PICKLED LEMONS
Recipe: Diana Henry’s Crazy Water Pickled Lemons
Organic unwaxed lemons
Coarse sea salt
Paprika
Extra virgin olive oil
Wash and slice the lemons
Place the lemons in a colander and set over a bowl – sprinkling with salt as you go
Leave overnight to drain off the excess moisture
Layer the lemon slices in a jar – sprinkling paprika as you go
Cover with olive oil
Ready in 3 weeks
PRESERVED LEMONS
Recipe: Diana Henry’s Crazy Water Pickled Lemons
Organic, unwaxed lemons – some for preserving and some for juicing to fill the bottles
Coarse sea salt
Cinnamon sticks
Coriander seeds
Black peppercorns
Bay leaves
Wash the lemons. Cut the bottom off the lemons so they sit flat and quarter them making sure not to cut right through to the bottom
Hold them in your hand and pour 2 tsp salt into each opening.

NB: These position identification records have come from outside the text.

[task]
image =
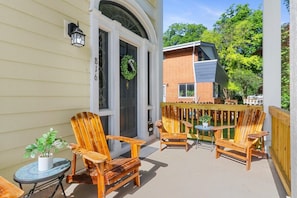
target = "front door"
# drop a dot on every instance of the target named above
(128, 96)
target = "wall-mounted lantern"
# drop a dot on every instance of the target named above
(76, 34)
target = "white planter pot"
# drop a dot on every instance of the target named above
(45, 163)
(205, 124)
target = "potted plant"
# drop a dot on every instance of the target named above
(205, 119)
(44, 147)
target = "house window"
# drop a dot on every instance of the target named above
(103, 69)
(121, 14)
(186, 90)
(216, 90)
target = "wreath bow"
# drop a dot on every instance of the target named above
(128, 67)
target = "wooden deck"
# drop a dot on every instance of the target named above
(176, 173)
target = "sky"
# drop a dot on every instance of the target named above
(205, 12)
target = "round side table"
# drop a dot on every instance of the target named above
(29, 174)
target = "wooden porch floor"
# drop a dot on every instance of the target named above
(176, 173)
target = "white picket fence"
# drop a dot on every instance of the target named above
(253, 100)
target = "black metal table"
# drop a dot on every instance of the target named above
(29, 174)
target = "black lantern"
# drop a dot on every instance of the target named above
(76, 34)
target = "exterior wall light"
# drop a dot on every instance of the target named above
(76, 34)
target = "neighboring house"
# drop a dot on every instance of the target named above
(44, 80)
(192, 73)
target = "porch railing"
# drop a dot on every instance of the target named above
(223, 114)
(281, 144)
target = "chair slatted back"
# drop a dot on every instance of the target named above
(250, 121)
(170, 119)
(89, 133)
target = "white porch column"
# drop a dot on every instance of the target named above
(271, 59)
(293, 97)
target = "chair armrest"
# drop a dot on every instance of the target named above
(187, 124)
(92, 156)
(219, 129)
(258, 134)
(125, 139)
(135, 143)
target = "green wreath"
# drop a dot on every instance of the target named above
(128, 67)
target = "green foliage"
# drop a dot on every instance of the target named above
(238, 36)
(47, 144)
(285, 72)
(179, 33)
(244, 82)
(205, 118)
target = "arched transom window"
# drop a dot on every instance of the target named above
(121, 14)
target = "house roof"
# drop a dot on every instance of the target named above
(210, 71)
(208, 48)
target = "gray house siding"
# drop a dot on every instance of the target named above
(210, 71)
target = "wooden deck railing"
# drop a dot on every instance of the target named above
(281, 144)
(223, 114)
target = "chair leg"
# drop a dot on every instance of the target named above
(217, 152)
(249, 158)
(137, 179)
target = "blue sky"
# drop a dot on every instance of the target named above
(205, 12)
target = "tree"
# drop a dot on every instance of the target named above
(285, 68)
(244, 82)
(179, 33)
(238, 37)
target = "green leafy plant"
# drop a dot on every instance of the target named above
(205, 118)
(46, 145)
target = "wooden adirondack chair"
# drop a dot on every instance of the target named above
(248, 132)
(170, 128)
(109, 174)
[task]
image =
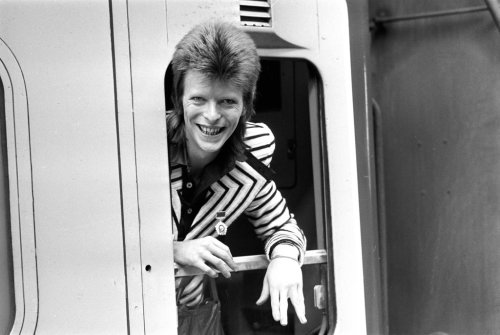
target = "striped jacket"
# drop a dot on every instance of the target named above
(244, 190)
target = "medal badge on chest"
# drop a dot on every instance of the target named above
(220, 226)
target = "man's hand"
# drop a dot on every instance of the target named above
(283, 280)
(206, 254)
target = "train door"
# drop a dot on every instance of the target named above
(89, 197)
(305, 97)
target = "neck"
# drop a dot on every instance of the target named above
(198, 160)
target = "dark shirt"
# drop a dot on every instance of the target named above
(194, 193)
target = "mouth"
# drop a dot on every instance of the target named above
(210, 131)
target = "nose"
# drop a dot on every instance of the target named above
(212, 113)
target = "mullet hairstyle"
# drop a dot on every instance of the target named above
(220, 51)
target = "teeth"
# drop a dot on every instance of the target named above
(210, 131)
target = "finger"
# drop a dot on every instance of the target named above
(275, 304)
(283, 304)
(221, 251)
(196, 301)
(264, 294)
(297, 299)
(220, 245)
(206, 269)
(220, 265)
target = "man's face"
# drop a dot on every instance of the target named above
(212, 109)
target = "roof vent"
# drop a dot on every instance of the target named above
(256, 13)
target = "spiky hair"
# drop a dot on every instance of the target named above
(220, 51)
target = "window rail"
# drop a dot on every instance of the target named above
(254, 262)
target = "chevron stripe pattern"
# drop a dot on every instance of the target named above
(243, 190)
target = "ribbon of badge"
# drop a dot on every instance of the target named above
(220, 226)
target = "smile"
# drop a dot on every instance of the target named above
(210, 131)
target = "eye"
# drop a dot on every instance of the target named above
(197, 100)
(229, 102)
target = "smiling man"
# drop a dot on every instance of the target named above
(219, 168)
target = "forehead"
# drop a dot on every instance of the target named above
(198, 81)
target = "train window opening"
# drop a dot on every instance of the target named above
(7, 305)
(288, 101)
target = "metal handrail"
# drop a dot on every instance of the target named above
(254, 262)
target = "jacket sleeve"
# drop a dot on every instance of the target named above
(269, 212)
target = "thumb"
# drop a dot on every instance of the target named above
(264, 295)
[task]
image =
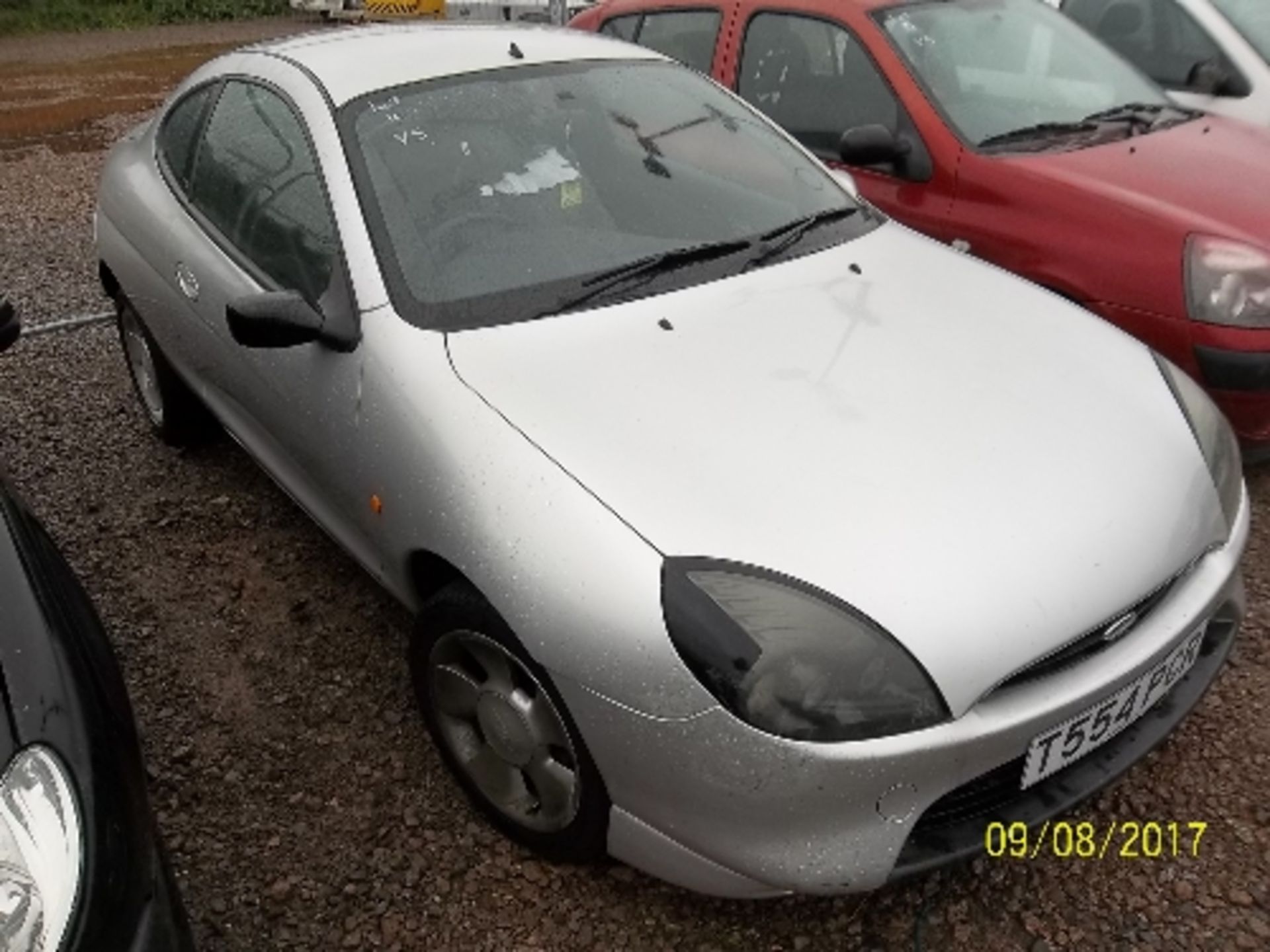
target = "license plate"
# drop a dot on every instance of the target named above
(1064, 744)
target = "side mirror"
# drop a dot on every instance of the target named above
(11, 328)
(873, 145)
(1210, 78)
(273, 319)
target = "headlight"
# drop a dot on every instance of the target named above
(1216, 438)
(40, 853)
(1227, 282)
(790, 660)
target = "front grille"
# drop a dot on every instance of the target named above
(987, 793)
(1094, 641)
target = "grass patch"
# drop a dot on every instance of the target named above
(41, 16)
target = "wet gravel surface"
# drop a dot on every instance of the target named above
(291, 776)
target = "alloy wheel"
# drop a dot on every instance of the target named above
(505, 731)
(142, 362)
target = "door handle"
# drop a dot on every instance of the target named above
(187, 282)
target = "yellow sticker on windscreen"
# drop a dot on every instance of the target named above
(571, 193)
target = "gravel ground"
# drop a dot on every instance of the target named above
(291, 776)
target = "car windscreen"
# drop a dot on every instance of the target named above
(1253, 19)
(502, 196)
(1002, 66)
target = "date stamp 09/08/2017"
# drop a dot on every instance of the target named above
(1117, 840)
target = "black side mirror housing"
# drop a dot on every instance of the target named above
(873, 145)
(1210, 78)
(11, 327)
(273, 319)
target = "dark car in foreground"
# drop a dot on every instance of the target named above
(81, 866)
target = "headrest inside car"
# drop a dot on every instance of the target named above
(1121, 20)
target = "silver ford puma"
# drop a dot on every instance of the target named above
(755, 539)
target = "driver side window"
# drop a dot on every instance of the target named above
(1158, 36)
(813, 78)
(257, 182)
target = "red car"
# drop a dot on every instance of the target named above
(1003, 128)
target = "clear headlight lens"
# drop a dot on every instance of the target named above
(793, 662)
(1227, 282)
(41, 853)
(1213, 433)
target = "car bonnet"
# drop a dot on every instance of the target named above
(1205, 175)
(973, 462)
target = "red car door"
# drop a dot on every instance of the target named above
(820, 67)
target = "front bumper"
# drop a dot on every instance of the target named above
(1232, 364)
(163, 926)
(1240, 383)
(713, 805)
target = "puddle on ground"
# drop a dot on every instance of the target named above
(63, 106)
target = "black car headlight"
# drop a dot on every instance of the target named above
(41, 852)
(1213, 433)
(792, 660)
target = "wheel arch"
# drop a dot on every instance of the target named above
(427, 573)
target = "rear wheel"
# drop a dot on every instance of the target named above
(503, 731)
(173, 411)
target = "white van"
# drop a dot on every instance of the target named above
(1210, 55)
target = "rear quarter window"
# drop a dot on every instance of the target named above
(178, 136)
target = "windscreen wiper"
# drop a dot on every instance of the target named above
(1146, 114)
(1042, 130)
(780, 240)
(647, 268)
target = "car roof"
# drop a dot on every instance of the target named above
(615, 8)
(359, 60)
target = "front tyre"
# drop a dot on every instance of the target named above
(173, 411)
(503, 731)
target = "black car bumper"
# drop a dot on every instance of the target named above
(64, 691)
(164, 926)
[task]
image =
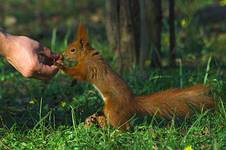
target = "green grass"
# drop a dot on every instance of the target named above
(36, 115)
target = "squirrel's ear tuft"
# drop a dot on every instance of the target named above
(82, 33)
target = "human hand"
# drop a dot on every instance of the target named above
(29, 57)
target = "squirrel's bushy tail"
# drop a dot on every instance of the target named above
(178, 102)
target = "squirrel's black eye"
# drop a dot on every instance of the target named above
(72, 50)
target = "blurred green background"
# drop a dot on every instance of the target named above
(200, 36)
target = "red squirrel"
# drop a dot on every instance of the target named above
(120, 102)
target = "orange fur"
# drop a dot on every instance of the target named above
(120, 103)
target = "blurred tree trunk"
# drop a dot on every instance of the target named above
(122, 24)
(172, 32)
(151, 27)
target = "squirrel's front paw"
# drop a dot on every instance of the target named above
(97, 120)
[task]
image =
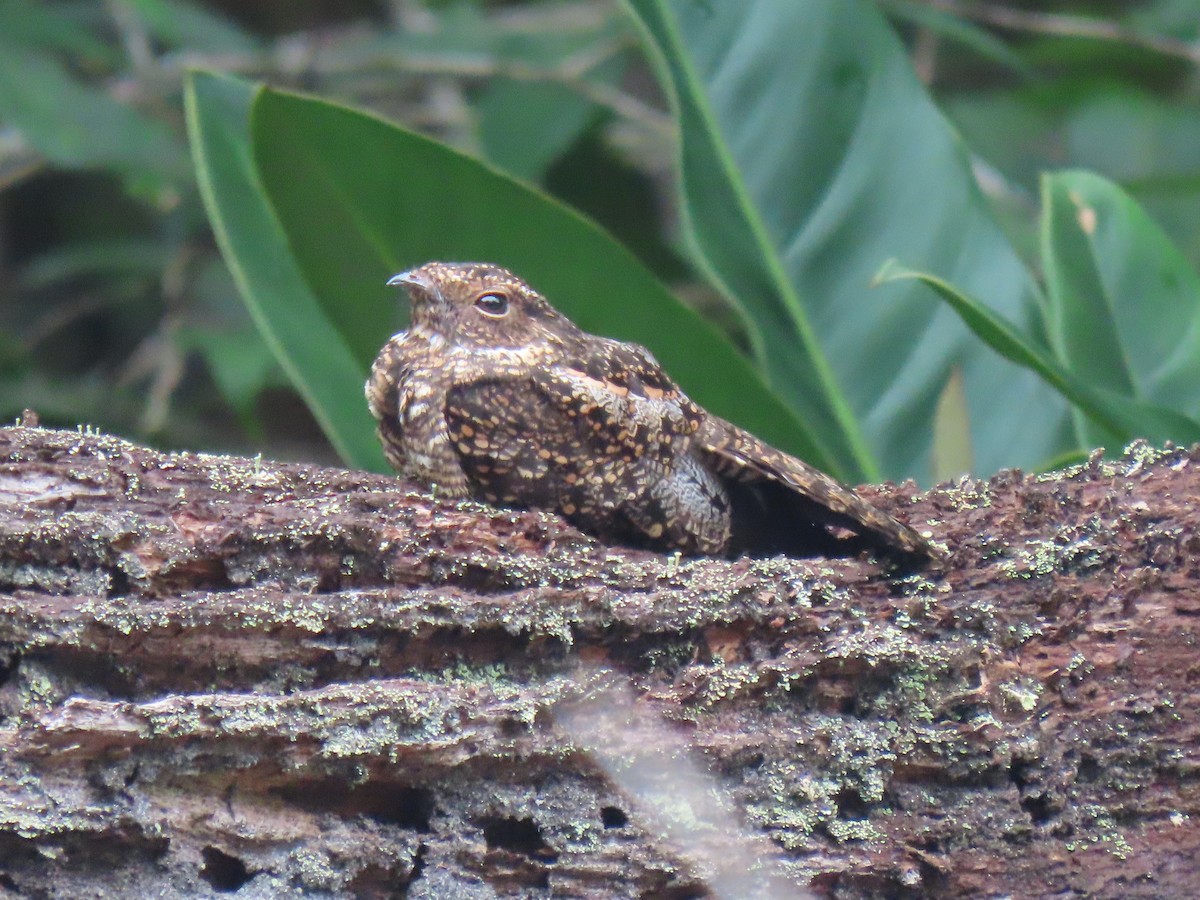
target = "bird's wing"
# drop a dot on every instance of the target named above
(606, 419)
(787, 489)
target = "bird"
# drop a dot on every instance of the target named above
(492, 394)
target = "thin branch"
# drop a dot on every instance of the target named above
(1044, 23)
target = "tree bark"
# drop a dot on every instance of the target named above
(222, 675)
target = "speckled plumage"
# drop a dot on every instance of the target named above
(493, 394)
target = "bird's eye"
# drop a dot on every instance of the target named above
(492, 304)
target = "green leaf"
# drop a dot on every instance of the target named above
(1122, 417)
(361, 199)
(179, 23)
(294, 324)
(1125, 304)
(1079, 316)
(810, 155)
(963, 31)
(75, 125)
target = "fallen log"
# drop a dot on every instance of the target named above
(225, 675)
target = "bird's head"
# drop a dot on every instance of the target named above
(480, 305)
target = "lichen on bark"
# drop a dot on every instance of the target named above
(228, 675)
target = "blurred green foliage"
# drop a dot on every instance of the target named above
(119, 311)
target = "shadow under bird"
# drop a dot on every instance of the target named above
(493, 394)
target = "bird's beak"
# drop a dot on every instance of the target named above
(421, 288)
(411, 279)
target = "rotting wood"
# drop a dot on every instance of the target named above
(220, 675)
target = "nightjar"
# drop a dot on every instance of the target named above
(493, 394)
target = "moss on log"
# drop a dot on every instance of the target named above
(221, 675)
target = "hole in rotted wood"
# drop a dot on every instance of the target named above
(7, 666)
(388, 803)
(613, 817)
(1089, 769)
(418, 863)
(118, 581)
(1035, 802)
(520, 835)
(678, 892)
(406, 807)
(851, 804)
(225, 873)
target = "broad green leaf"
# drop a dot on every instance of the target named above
(361, 199)
(1079, 313)
(732, 237)
(1126, 301)
(294, 324)
(1122, 417)
(810, 155)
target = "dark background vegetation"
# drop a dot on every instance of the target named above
(117, 310)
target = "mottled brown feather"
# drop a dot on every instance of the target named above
(495, 394)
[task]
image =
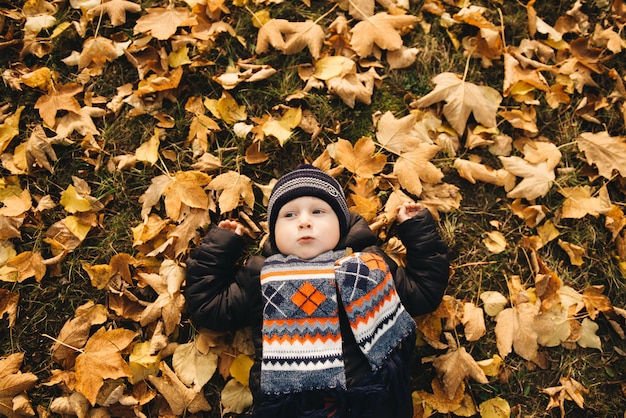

Squeeze them closed and place them in a sterilized jar
Put a weight on the lemons and close the lid
Leave in a warm place for 2 days
Remove the weights and add the cinnamon sticks, coriander seeds, peppercorns and bay leaves. Add enough lemon juice to cover the lemons completely and pour a layer of olive oil over the top.
Ready in about a month
TO STERILIZE THE JARS
Place the jars and the lids in a 110ᵒC (225ᵒF) oven for 10mins and keep in the oven with the heat turned off until needed so they stay warm.